Tuesday, October 13, 2009

RCA, RFU, Stereo AV, S-Video, Component Video...

What the crap, you guys. So I have this big old TV, like 27" maybe, but all it has on the back is a coax port - or RF maybe? Whatever, the round one where it doesn't matter which way you put the cable on it. I also have a PS2, which is my DVD player.

About half my DVDs make a horrifying buzzing noise some or all of the time they are playing; most often when there are subtitles on the screen, but not only then. For example, it wouldn't let me watch Sense and Sensibility last night.

The guy at Radio Shack was super nice and very helpful, but they didn't have any of the bits I needed.  He suggested buying a new PS2 cable, and if that didn't help, to ground the cable by putting a wire from the connector into the tv to a ground in a wall socket or a cold water pipe.  As exciting as that sounds, I'm not an electrician.

So I went to Best Buy with the intention of purchasing cables such that the picture could go to the TV while the audio goes to my stereo, which has much better sound quality anyway. The advice I got was to get an RFU converter and a PS2 cable with Stero AV or S-Video connectors, then also a coax cable to go from the RFU converter to the TV and more red and white cables, whatever they're called, to go from the RFU converter to the stereo. All in all, a $65 investment at Best Buy.

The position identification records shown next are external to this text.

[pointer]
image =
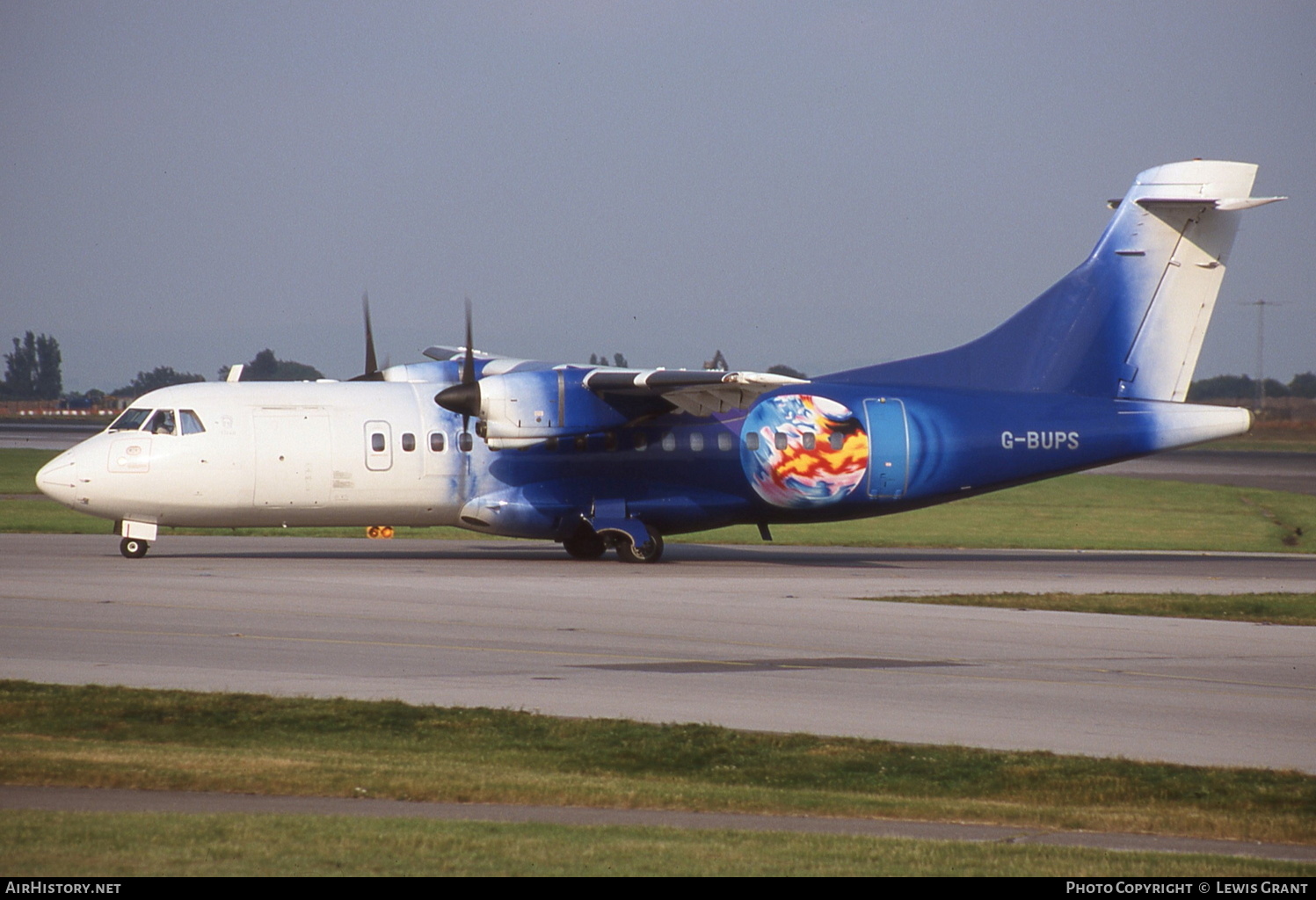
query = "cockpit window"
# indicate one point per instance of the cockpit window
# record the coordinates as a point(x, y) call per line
point(191, 421)
point(129, 420)
point(162, 423)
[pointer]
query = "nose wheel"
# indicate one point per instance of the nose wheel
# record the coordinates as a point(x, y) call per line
point(133, 548)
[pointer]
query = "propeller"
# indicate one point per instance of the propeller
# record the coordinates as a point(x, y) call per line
point(371, 373)
point(465, 396)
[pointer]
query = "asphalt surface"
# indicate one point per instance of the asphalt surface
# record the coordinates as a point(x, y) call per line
point(767, 638)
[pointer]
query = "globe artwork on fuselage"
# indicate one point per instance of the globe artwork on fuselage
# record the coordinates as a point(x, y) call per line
point(803, 450)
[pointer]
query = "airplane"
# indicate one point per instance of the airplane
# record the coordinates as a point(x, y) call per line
point(593, 457)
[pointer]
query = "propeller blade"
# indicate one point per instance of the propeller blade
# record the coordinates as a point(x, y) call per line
point(469, 363)
point(371, 366)
point(465, 396)
point(371, 373)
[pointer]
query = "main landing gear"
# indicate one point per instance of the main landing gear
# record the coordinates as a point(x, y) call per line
point(587, 544)
point(648, 552)
point(133, 548)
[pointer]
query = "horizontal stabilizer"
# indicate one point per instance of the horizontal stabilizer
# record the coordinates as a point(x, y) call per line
point(1130, 322)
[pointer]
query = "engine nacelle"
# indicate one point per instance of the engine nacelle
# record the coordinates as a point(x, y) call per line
point(519, 410)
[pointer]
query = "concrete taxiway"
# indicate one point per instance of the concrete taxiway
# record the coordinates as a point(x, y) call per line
point(759, 637)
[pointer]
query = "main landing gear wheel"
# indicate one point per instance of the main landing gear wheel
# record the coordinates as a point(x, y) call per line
point(648, 552)
point(133, 548)
point(585, 547)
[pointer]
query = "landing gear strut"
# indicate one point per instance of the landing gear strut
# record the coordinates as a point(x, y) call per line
point(133, 548)
point(585, 545)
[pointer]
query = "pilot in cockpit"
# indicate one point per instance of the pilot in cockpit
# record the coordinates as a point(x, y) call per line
point(162, 423)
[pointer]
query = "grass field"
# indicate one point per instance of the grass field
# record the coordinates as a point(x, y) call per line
point(1263, 608)
point(154, 845)
point(171, 740)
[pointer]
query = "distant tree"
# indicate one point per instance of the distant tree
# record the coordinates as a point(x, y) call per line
point(1303, 386)
point(1221, 387)
point(267, 367)
point(1276, 388)
point(32, 370)
point(156, 379)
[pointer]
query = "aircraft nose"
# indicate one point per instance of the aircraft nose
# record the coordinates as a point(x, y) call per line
point(57, 479)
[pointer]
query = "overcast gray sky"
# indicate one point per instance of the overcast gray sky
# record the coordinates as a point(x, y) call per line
point(823, 185)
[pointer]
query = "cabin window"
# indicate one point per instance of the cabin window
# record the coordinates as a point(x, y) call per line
point(162, 423)
point(191, 421)
point(129, 420)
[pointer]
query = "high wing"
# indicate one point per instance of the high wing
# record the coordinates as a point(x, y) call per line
point(695, 392)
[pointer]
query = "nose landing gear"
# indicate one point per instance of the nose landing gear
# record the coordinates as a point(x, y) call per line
point(133, 548)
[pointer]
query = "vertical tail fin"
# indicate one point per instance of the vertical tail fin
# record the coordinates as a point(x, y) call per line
point(1130, 322)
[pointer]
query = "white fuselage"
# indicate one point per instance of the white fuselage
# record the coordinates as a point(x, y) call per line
point(275, 454)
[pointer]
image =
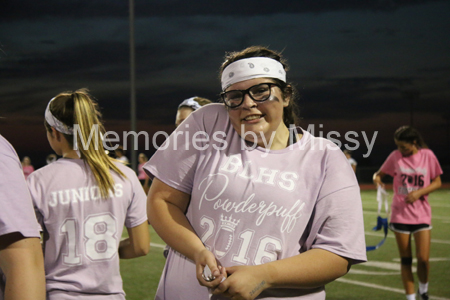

My shitty old TV is not worth $60. I'm going to buy a $35 TV on craigslist that has component video ports and buy a new PS2 cable to match for $20. Then for $55 I have a better TV AND better sound.

But will it fix the buzzing? Now that is the real question.

And let me take this opportunity to extend a special "thank you" to this IGN article from 2000 about the different PS2 cable options.